Frequently asked questions
Is bail possible at all in a non-bailable offence?
Yes. Non-bailable does not mean no bail. It means release is at the court discretion under BNSS Section 480 or Section 483, not an automatic right.
Which court should I approach first?
Usually the Magistrate, when the accused is first produced. For grave offences, or after a refusal, you move to the Court of Session and then the High Court under Section 483.
What is the difference between Section 480 and Section 482?
Section 480 is regular bail after arrest. Section 482 is anticipatory (pre-arrest) bail, sought before any arrest takes place.
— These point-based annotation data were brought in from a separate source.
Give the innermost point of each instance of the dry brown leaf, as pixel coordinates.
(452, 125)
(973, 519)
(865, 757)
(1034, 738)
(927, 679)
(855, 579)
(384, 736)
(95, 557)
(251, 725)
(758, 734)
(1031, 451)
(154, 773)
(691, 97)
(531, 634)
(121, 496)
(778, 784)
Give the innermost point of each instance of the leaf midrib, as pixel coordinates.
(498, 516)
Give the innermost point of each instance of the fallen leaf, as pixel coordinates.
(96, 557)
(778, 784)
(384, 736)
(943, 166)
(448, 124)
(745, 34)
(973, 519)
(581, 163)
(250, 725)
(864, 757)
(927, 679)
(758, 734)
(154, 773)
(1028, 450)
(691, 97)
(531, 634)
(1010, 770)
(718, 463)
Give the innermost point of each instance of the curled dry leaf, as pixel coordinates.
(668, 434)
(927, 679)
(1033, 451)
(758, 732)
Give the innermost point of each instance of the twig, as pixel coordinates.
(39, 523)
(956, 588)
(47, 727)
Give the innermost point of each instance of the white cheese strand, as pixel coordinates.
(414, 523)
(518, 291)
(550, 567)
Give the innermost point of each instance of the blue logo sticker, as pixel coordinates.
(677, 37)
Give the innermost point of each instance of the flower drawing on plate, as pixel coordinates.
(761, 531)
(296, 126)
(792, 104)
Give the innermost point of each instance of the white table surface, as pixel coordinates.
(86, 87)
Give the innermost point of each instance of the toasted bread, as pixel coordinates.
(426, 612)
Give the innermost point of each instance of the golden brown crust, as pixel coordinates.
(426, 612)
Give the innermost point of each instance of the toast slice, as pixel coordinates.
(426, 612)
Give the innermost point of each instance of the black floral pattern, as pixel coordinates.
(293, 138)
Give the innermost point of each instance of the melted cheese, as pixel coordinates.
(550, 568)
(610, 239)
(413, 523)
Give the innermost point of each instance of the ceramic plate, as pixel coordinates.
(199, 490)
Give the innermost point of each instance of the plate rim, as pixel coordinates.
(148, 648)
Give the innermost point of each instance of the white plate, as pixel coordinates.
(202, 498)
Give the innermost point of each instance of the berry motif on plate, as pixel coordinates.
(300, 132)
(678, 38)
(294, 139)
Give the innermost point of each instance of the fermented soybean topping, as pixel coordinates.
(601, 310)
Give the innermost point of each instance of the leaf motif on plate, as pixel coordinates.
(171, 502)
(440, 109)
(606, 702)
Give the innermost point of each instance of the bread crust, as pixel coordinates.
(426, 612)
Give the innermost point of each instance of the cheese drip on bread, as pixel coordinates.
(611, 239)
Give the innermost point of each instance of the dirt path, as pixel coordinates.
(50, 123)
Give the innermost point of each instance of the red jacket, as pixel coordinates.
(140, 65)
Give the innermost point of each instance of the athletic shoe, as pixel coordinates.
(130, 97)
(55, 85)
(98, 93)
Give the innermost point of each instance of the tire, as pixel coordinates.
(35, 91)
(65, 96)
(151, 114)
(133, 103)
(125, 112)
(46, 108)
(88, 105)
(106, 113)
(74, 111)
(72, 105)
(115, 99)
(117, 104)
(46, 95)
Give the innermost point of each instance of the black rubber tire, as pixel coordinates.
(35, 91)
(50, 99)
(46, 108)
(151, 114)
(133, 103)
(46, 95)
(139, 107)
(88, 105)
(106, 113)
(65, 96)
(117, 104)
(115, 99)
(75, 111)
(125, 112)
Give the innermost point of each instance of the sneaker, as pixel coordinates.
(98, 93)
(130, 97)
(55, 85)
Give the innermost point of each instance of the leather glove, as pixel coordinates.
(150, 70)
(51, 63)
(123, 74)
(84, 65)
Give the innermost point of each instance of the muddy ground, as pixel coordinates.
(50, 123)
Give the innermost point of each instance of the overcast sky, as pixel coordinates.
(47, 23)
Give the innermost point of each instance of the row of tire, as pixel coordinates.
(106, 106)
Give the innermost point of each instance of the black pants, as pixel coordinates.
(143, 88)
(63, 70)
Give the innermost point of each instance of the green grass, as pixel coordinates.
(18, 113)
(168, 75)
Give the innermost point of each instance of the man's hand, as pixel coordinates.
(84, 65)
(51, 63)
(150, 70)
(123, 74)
Can the court refuse bail outright?
Yes, especially where there are reasonable grounds to believe the person is guilty of an offence punishable with death or imprisonment for life, or where there is a real risk of absconding or tampering with witnesses.
What conditions can a court attach to bail?
The court may require a surety, a personal bond, surrender of passport, regular attendance, and a direction not to contact witnesses. The bond amount is fixed by the court according to the case.
How long does the surety stay liable?
The surety remains bound until the case ends or the bond is discharged or cancelled by the court. If the accused absconds, the surety can forfeit the bond amount.
Next steps
If a family member has been arrested in a non-bailable offence, reach an advocate immediately, gather the FIR and arrest details, and prepare a bail application under BNSS Section 480 for the first hearing. If the Magistrate refuses, escalate to the Court of Session and the High Court under Section 483. For wider citizen guides, visit the RTI Wiki, and for the bigger picture of using public records and law, see The RTI Playbook.
Sources: Bharatiya Nagarik Suraksha Sanhita, 2023, Sections 479, 480, 482 and 483 (verified against the BNSS to CrPC mapping where Section 480 replaces CrPC Section 437, Section 482 replaces Section 438, Section 483 replaces Section 439, and Section 479 replaces Section 436A); BNSS in force from 1 July 2024. This is general legal information, not legal advice; consult a qualified advocate for your specific case.